IDK if that's good or bad for single-threaded triad bandwidth on your Zen 2, but that's only
(256 * 1024 * 1024 / 8) / 0.318 / 1000^3 = ~0.1055 vectors (of 8 floats) per nanosecond; something Zen 2 vdivps could keep up with at 0.36 GHz. I assume your CPU is faster than that :P
(0.1055 vec/ns * 3.5 cycles/vec = 0.36 cycles/ns aka GHz)

So very obviously a memory bottleneck, nowhere near Zen2's one per 3.5 cycle vdivps ymm throughput. (https://uops.info/). Use a much smaller array (that fits in L1 or at least L2 cache) and loop over it multiple times.


Try to avoid writing loops like this in real-world code. The computational intensity (work per time you load data into L1 cache or registers) is very low. Do this as part of another pass, or use cache-blocking to do it for a small part of the input, then consume that small part of the output while it's still hot in cache. (That's much better than using _mm256_stream_ps to bypass cache.)

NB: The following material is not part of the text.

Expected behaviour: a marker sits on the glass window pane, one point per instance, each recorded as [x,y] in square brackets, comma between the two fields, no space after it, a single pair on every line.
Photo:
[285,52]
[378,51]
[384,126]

When mixed with other operations (lots of fmas / mul / add), vdivps is often a better choice than rcpps + a Newton iteration (which is normally needed for acceptable accuracy: raw rcpps is only about 11-bit IIRC.) vdivps is only single uop, vs. separate rcpps and mulps uops. (Although from memory, a separate vmovups load is needed anyway with vdivps, and Zen has no problem folding a memory source into a single uop). See also Floating point division vs floating point multiplication re: front-end throughput vs. divide-unit bottlenecks if you're just dividing, not mixing it with other operations.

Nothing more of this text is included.